= Union Nationale candidates in the 1976 Quebec provincial election =

The Union Nationale ran 108 candidates in the 1976 Quebec provincial election. Eleven of the party's candidates were elected, leaving the party as the third largest in the National Assembly of Quebec.

Some of the party's candidates have separate biography pages; information about others may be found here. This page also includes information about Union Nationale candidates in by-elections between 1976 and 1981.

==Candidates==
===Laurentides-Labelle: Laurent Jetté===
Laurent Jetté received 2,992 votes (10.68%), finishing third against Parti Québécois candidate Jacques Léonard.

==By-elections==
===Brome—Missisquoi, April 13, 1980: Pierre-Paul Ravenelle===
Pierre-Paul Ravenelle was a Parti Québécois (PQ) member in the 1970s.
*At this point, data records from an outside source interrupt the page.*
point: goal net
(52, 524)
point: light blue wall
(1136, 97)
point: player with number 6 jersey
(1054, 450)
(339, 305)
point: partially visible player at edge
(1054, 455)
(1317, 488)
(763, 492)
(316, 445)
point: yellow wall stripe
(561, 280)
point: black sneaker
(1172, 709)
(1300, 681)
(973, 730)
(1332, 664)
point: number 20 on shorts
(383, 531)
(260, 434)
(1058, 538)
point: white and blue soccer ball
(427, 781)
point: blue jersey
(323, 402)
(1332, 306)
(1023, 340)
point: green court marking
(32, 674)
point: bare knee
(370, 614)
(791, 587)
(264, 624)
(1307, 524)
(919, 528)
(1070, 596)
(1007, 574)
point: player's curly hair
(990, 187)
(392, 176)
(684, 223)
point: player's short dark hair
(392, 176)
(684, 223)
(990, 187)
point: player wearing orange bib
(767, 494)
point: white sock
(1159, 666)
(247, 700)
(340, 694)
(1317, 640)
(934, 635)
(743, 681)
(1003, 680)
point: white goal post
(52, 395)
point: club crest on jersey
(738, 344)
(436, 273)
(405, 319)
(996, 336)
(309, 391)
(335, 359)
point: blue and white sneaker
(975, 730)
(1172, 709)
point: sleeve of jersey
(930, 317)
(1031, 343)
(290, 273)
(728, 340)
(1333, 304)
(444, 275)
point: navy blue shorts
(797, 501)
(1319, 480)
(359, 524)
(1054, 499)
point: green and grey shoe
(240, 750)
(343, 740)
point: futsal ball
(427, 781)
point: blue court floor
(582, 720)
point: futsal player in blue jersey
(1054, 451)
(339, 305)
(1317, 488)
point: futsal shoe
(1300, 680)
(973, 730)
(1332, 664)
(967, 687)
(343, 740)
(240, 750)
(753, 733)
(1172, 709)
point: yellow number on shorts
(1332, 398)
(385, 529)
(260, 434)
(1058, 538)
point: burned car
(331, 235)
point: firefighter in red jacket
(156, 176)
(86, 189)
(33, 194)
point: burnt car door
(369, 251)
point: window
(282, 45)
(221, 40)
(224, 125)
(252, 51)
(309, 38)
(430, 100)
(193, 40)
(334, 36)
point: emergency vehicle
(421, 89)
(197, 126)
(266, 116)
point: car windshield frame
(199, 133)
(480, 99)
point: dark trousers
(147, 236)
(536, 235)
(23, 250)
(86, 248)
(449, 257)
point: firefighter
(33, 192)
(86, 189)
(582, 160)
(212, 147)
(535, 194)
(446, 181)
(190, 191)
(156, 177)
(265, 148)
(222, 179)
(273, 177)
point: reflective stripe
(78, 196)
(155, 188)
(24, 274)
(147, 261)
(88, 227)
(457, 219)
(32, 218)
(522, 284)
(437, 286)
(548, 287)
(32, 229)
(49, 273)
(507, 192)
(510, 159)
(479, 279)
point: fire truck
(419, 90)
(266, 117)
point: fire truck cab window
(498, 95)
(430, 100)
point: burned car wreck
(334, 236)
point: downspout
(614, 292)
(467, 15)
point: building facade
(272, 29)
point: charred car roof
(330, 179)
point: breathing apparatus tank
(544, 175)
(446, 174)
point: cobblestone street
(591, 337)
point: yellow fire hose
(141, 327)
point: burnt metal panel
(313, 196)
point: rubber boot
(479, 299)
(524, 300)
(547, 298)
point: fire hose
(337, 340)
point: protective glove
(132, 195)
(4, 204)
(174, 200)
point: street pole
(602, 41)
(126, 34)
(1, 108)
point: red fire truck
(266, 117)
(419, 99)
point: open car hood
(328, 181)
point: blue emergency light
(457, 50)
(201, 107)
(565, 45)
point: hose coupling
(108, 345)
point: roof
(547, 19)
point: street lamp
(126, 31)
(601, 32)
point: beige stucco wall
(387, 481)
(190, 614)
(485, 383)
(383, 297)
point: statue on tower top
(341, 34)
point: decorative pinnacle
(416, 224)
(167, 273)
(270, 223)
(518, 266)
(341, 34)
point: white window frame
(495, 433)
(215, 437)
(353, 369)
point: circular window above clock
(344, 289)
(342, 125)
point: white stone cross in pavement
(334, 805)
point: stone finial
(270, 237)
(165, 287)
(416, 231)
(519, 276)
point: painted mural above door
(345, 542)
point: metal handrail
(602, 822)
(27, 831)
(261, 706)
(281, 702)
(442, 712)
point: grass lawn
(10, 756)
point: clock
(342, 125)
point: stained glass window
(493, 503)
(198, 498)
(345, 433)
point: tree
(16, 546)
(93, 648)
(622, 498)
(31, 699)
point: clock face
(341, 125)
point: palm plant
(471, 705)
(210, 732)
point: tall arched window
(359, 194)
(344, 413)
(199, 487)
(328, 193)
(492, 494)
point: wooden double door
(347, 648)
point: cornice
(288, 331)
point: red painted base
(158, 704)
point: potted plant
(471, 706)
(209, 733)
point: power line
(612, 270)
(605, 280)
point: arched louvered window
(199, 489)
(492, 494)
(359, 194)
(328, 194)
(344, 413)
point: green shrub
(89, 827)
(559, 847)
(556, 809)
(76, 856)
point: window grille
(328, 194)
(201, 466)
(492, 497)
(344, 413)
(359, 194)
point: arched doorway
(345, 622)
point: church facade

He later left the PQ, arguing that it was ignoring its grassroots supporters. He added that Quebec separatism was never his primary ambition, even when he was a member of the party.

He was a reluctant Union Nationale candidate in 1980, running only when no other party members stepped forward. He received 1,909 votes (8.98%), finishing third against Liberal Party candidate Pierre Paradis.

Ravenelle served as mayor of Bedford from April to November 1987.